Claro que su carácter contradictorio y la
violencia que se apodera de las calles hicieron que cambiara de opinión, un
bandazo que cristalizó públicamente el 12 de octubre de 1936, día apertura del
curso académico y Dia de la Raza, en el paraninfo de la Universidad de
Salamanca, debido en parte al discurso excesivamente virulento de Millán Astray (Eduard Fernández), pero
sobre todo a su gran pena por el encarcelamiento de algunos queridos colegas.
La miseria humana hizo que los mismos que pocos meses antes le había aplaudido,
ahora le expulsasen de todas las instituciones.
A favor de Amenábar he de afirmar que el
planteamiento del relato tiene un tono frío y sin maniqueísmo, pues en los
vaivenes ideológicos de Unamuno entraba dentro de la implacable lógica sectaria
el desprecio y la represión que sufrió, primero por parte del bando republicano
y más tarde por el bando sublevado. Tal vez él nunca pensó que sería utilizado
de esa manera, pero tan inteligente y relevante como era no me cabe duda de que
en sus cálculos entraba esa posibilidad. Ese
tono gélido, academicista sube progresivamente de temperatura a medidaque se van desarrollando los acontecimientos
en aquel incendiario y angustioso vera de 1936, hasta llegar a un alarmante
clímax final en el que vemos a Unamuno enfrentarse con su afilado verbo a los
golpistas y cumpliendo la orden de Millán Astray de abandonar el paraninfo de
la mano de Carmen Polo de Franco (Mireia Rey), evitando así las dramáticas
consecuencias de la ira de los presentes, Unas manos que a la salida se separan
como marcando los diferentes caminos que les marcará el destino.

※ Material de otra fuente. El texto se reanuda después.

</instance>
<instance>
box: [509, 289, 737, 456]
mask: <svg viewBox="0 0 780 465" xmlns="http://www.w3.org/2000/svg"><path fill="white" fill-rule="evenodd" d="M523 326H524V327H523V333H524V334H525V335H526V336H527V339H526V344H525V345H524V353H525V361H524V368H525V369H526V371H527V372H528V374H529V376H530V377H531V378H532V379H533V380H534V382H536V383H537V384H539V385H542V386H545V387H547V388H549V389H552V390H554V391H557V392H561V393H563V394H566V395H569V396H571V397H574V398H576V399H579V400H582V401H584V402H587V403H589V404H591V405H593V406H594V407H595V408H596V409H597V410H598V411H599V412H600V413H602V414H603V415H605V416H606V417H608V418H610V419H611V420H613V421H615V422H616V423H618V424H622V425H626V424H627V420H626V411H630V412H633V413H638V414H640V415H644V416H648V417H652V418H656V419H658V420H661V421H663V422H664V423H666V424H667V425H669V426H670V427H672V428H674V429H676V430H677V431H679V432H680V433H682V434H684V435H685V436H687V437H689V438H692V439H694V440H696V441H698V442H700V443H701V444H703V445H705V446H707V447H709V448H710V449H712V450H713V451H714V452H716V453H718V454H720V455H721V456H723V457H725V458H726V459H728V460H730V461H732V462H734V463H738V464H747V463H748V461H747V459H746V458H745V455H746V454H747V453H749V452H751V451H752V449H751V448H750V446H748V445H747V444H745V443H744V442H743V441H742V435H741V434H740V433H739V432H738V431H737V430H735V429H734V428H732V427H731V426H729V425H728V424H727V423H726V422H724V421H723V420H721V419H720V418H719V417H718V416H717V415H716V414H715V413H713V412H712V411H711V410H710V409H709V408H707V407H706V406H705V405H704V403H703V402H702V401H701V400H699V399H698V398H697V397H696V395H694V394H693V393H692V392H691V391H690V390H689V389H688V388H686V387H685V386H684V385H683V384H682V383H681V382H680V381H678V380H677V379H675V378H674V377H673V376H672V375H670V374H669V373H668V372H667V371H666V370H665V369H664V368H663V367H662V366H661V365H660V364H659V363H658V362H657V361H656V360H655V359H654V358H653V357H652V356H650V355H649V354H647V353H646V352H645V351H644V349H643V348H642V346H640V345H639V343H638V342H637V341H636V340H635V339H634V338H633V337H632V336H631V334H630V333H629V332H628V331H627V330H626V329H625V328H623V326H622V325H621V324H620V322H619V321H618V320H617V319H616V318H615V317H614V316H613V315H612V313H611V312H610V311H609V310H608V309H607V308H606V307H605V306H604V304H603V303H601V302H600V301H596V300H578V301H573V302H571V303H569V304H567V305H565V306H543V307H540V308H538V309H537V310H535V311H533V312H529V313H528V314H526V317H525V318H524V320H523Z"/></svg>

Estamos en el inicio de la contienda,
nadie puede calibrar las dimensiones del tremendo conflicto fratricida, nadie
puede aún imaginar la duración de la guerra ni qué bando saldrá finalmente
victorioso. Un tiempo en donde todo discurso de una persona influyente es
tomado en cuenta como un acto de propaganda. Más con la mirada aséptica y
objetiva del historiador que con la visión de una recreación cinematográfica,
Amenábar enfatiza los movimientos de cámara con una elegancia documentalista,
ayudado por una pulcra iluminación y una estricta labor de vestuario. Con un reparto compacto que entrega lo
mejor de sí mismos, Mientras dure la
guerra se libra del acartonamiento debido al tratamiento sobrio, alejado de
las caricaturas, de los personajes y al retrato tangible de Unamuno, el hombre
y sus contradicciones, sus idas y venidas, sus avatares, la transformación de
su pensamiento a medida que corrían ríos de sangre por los campos, calles,
cunetas y cementerios, y sobre todo, el punzante dolor cuando sus compañeros
sufrieron el atropello de un nuevo orden que se empleaba con la misma saña que
aquel que deseaba convertir España en un satélite soviético. Miguel de Unamuno
moriría el 31 de diciembre de 1936 cuando se encontraba bajo arresto
domiciliario en su casa de Salamanca. El 21 de noviembre en una misiva a
Lorenzo Giusso escribió: “La barbarie es
unánime. Es el régimen del terror por las dos partes. España está asustada en
sí misma, horrorizada. Ha brotado la lepra católica y anticatólica. Aúllan y
piden sangre los “hunos” y los “Hotros”. Y aquí mi pobre España se está
desangrando, arruinando, envenenando entonteciendo…”.
Si atendemos
al título de la película de Amenábar, que realizó recientemente unas
declaraciones muy desafortunadas, la guerra aún dura. Y mientras dure habrá mediocres
políticos que sigan sacando mucho rédito a ese asunto, siniestros vendedores de
odio que avivan las llamas del conflicto de las dos Españas porque nunca
tuvieron otra cosa que ofrecer, sólo espantajos, victimismo y revancha. Pero no
hay nada más cobarde que la venganza contra los muertos.